Harper's angry-man syndrome dominated Parliament

Harper - obsession et raideur


Members of Parliament head off for a three-month break this week. Animal house mercifully shuts down, not to be reconvened until late September.
The consensus around the capital is that this session ranks as one of the more ugly ones, which is saying a lot.
Rancour ruled. No one ended up looking better than when the mean-spiritedness and fake fury of the session began.
For top story, there were many contenders: the election that never came, Afghanistan and the brawl over the treatment of detainees, the global-warming wrangle, the feud over the Atlantic offshore accords, the Liberals' semi-alliance with the Greens, the big-spending budget, the startling flip-flop of Gilles Duceppe, the RCMP scandals.

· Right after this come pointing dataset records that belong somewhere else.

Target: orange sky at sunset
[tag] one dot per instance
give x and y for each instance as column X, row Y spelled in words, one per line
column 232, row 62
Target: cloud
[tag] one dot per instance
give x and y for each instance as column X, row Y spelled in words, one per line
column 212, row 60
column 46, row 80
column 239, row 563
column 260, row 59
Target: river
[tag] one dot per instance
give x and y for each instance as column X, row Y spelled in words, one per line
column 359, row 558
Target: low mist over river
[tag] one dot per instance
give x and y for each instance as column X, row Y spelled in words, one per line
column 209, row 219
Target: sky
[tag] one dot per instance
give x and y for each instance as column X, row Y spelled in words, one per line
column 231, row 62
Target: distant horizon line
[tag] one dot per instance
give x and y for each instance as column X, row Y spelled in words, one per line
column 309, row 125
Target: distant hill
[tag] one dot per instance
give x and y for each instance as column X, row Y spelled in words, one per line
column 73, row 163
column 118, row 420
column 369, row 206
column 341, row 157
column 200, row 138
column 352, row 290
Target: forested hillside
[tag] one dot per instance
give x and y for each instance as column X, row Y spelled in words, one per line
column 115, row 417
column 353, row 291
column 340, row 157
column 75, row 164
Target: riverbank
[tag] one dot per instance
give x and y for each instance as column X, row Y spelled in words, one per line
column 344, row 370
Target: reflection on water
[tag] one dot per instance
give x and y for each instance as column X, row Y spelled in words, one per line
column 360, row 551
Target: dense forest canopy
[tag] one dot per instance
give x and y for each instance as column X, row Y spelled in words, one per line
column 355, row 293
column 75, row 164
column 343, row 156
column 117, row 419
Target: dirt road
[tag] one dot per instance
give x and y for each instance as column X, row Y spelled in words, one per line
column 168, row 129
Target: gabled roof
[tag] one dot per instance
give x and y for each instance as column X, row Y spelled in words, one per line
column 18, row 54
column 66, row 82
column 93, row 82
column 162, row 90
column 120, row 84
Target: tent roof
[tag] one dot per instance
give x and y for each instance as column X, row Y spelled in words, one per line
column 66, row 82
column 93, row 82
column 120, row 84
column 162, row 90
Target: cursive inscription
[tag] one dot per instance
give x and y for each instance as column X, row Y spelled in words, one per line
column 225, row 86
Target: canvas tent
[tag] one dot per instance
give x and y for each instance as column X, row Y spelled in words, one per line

But if there was a driving theme, it was none of those. Rather, it was the character of the Prime Minister. Angry-man syndrome took over Ottawa. Stephen Harper set the tone, carried the tone, laid the tone in stone.
Governance in Canada, most experts would agree, is about consensus-building. Patience, compromise, reaching out. Mr. Harper demonstrates opposite tendencies. For him, politics is chiefly about confrontation. He took on the provinces, threatening legal action. He took on the media, creating unnecessary frictions. He even took on Bono. He filled the Commons with below-the-belt accusations, outfitted his committee chairmen with a dirty tricks handbook, disciplined anyone in his caucus who declined to exhibit trained-seal subservience.
As the session ends, many, including members of his own team, look upon Mr. Gloom and are left to wonder, "Where does all the bitterness come from? Is life all that bad? What is bugging this guy?"
Accounts of Mr. Harper's early life provide some clues as to his current-day comportment. William Johnson's flattering biography notes how he was quiet and apart as a youth. Never a people person, there was a tendency in him to turn away. The top student in his high school, he enrolled at the University of Toronto but got quickly disillusioned and quit. It was a type of behaviour that would be repeated.
In his book Full Circle, Bob Plamondon makes note of periods in which, when the going got tough, Mr. Harper would "go dark."
Very telling is Preston Manning's character sketch of the young Harper in his book, Think Big. Despite coming out of the grassroots Reform movement, Mr. Harper showed little interest in listening to the rank and file. The Harper idea of consensus-building was through consultations - with his own mind.
"Stephen had difficulty accepting that there might be a few other people (not many perhaps but a few) who were as smart as he was with respect to policy and strategy." On many occasions when team-play was being called for, Mr. Manning says, Mr. Harper simply withdrew.
As Prime Minister, though, he can't withdraw. He stays, and if the past few months are any indication, he stews.
This was a man who spent little of his life in a real-job atmosphere - in the type of jobs that aren't always about us versus them. His life in the cauldron of politics has seemingly taken away soft edges, making him even more partisan and more contemptuous than other practitioners of the sport. He learned to detest the Liberals over their national energy program. He came to loathe the Ottawa media when they depicted early Reformers as a bunch of yahoos. These are antagonisms that run deep and endure.
Consensus-builders are the types who can concede mistakes. Through his career there has been little evidence of Mr. Harper conceding error.
His heavy-handed dictatorial style reminds some of Jean Chrétien in his final years as prime minister. But there's a big difference. Mr. Chrétien's life was driven by lack of security, intellectual and otherwise. Mr. Harper is driven by a surfeit of it. The guy from the streets of Shawinigan always felt looked down upon and would employ whatever tactics necessary to prove he was as good as the others. The intellectually gifted Mr. Harper expects to have his own way, and when he doesn't get it, resorts to pouting and bouts of belligerence.
If he is to win another term as prime minister, it is a tendency he is going to have to overcome. Those who reach out last. Those who turn in don't.